Discussion in 'Homework Help' started by vane, Mar 20, 2010.

1. ### vane Thread Starter Active Member

Feb 28, 2007
181
0
I have a question on my maths assignment at college which involves working out he total of two parallel complex impedances.

I am given:

Z1 = 6 + 5j &
Z2 = -2 - 4j

I have written notes about multiplying, dividing, adding and taking away these complex numbers i am just a bit puzzled as to which one I use to work out the combined impedance.

Any help would be greatly appreciated as soon as possible so that I can get the assignment done and move onto the next fun installment!!!......

2. ### jlcstrat Active Member

Jun 19, 2009
58
3
It can be done the same way as simple resistances...product over sum, etc.

3. ### vane Thread Starter Active Member

Feb 28, 2007
181
0
I think it is a specific way I am supposed to do it

Could it be:
(Z1 x Z2)/(Z1+Z2)?

This is the reciprocal method is it not? I think I may have figured it out myself

4. ### jlcstrat Active Member

Jun 19, 2009
58
3
Yeah, that's product over sum. The reciprocal would be:
Inverse(1/z1 +1/z2)

5. ### vane Thread Starter Active Member

Feb 28, 2007
181
0
thank you very much for your ultra fast help!

Jun 19, 2009
58
3
No problem.

7. ### hgmjr Moderator

Jan 28, 2005
9,030
214
You are aware that you must flip back and forth between polar and rectangular coordinates depending on the operation you are performing, right?

Multiplication and division are done in polar coordinates and addition and substraction are performed in rectangular coordinates.

hgmjr

8. ### Papabravo Expert

Feb 24, 2006
10,340
1,850
Are you sure that is necessary. I've never had a problem with multiplying complex impedances and removing the j from the denominator by multiplying top and bottom by the complex conjugate of the denominator.

I know that it can be convenient to use polar notation, but it is not absolutely necessary.
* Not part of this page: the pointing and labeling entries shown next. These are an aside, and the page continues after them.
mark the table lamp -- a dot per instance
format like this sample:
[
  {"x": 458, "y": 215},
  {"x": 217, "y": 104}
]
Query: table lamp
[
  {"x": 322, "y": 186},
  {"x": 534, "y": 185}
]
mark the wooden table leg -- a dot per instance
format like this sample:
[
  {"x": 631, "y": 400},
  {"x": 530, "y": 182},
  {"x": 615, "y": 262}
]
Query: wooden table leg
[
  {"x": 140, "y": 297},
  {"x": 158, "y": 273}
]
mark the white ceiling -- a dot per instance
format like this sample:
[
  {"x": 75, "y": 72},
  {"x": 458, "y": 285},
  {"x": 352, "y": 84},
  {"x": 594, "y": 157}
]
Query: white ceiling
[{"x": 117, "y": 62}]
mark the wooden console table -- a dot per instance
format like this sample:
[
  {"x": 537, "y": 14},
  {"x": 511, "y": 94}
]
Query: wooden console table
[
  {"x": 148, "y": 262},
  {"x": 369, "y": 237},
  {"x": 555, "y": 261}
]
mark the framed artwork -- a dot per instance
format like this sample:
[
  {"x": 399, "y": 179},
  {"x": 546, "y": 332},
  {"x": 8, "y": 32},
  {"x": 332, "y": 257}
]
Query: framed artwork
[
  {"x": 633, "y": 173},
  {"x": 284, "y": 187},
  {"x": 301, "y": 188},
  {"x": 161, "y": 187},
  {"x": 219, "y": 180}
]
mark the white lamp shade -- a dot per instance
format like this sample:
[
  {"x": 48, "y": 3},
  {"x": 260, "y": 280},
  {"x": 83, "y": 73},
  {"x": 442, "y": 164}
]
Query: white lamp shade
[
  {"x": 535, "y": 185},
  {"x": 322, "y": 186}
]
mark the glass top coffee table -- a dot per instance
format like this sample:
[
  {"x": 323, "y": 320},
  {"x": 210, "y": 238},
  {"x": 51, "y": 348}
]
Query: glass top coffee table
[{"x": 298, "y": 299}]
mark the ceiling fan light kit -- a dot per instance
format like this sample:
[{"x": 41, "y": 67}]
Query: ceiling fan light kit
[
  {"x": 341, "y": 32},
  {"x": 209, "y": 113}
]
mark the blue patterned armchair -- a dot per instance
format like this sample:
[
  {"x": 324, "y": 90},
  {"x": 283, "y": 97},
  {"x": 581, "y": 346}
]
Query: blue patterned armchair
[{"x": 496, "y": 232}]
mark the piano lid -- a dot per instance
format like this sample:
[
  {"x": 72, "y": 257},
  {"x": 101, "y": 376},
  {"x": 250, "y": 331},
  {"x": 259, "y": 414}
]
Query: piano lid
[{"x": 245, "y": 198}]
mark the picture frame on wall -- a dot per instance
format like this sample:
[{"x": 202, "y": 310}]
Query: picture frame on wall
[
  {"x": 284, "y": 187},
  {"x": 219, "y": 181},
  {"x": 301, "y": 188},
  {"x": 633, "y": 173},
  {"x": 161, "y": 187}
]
Is it?

9. ### Ghar Active Member

Mar 8, 2010
655
73
Polar and rectangular notations are entirely equivalent, it's just easier to work with one over the other sometimes.
You can stick with one if you really want to.

Though, adding in polar is the most counter productive thing ever...

Last edited: Mar 20, 2010
10. ### The Electrician AAC Fanatic!

Oct 9, 2007
2,301
338
If you're going to be doing this sort of thing much, such as you will if you're studying Electrical Engineering, it would be worthwhile to get a calculator that can do complex arithmetic.
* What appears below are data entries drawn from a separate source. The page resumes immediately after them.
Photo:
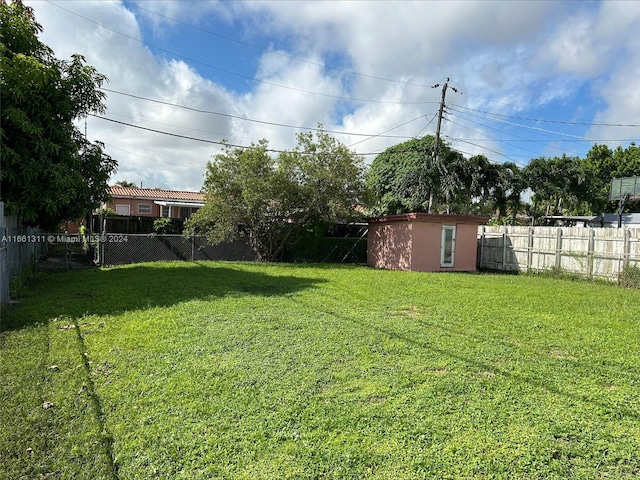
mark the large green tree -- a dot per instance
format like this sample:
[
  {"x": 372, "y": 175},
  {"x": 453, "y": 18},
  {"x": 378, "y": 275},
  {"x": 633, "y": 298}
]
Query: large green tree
[
  {"x": 561, "y": 185},
  {"x": 50, "y": 172},
  {"x": 405, "y": 178},
  {"x": 266, "y": 199}
]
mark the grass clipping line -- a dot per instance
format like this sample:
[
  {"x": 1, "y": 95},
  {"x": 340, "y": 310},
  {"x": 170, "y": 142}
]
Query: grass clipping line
[{"x": 247, "y": 370}]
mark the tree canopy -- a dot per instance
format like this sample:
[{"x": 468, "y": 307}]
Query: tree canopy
[
  {"x": 404, "y": 178},
  {"x": 50, "y": 172},
  {"x": 266, "y": 199}
]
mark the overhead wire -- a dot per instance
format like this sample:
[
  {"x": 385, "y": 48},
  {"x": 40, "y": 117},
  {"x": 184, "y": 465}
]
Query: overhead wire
[
  {"x": 281, "y": 54},
  {"x": 230, "y": 72},
  {"x": 239, "y": 117}
]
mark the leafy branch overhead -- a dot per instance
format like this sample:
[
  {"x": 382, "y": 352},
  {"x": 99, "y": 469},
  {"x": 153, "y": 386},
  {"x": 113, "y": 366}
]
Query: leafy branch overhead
[
  {"x": 266, "y": 199},
  {"x": 50, "y": 172}
]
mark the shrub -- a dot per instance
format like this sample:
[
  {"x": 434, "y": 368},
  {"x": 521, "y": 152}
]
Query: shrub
[{"x": 630, "y": 276}]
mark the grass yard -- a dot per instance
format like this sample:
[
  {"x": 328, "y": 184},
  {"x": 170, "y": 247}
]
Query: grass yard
[{"x": 255, "y": 371}]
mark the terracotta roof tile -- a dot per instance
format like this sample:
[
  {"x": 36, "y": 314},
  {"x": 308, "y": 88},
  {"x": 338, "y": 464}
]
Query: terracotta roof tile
[{"x": 155, "y": 193}]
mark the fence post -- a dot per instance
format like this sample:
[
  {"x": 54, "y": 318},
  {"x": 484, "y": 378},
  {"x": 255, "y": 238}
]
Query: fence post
[
  {"x": 482, "y": 240},
  {"x": 530, "y": 250},
  {"x": 590, "y": 253},
  {"x": 558, "y": 248},
  {"x": 626, "y": 246}
]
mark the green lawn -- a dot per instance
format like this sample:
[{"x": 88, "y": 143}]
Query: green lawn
[{"x": 246, "y": 370}]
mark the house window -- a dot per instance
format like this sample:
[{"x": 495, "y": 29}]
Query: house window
[
  {"x": 187, "y": 212},
  {"x": 447, "y": 246},
  {"x": 123, "y": 209},
  {"x": 144, "y": 208}
]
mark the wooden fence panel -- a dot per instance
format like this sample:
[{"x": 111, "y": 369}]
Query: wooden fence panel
[{"x": 593, "y": 252}]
As an alternative, I think you can find applets on the web for doing it.

11. ### hgmjr Moderator

Jan 28, 2005
9,030
214
I am certain that your technique is a viable one. It is just that I have always tackled these problems by converting to the coordinate system suited to the math operation that I needed to perform.

hgmjr

Last edited: Mar 20, 2010
12. ### Papabravo Expert

Feb 24, 2006
10,340
1,850
Whew -- that's a relief. I was ready to believe you had discovered some new mathematics!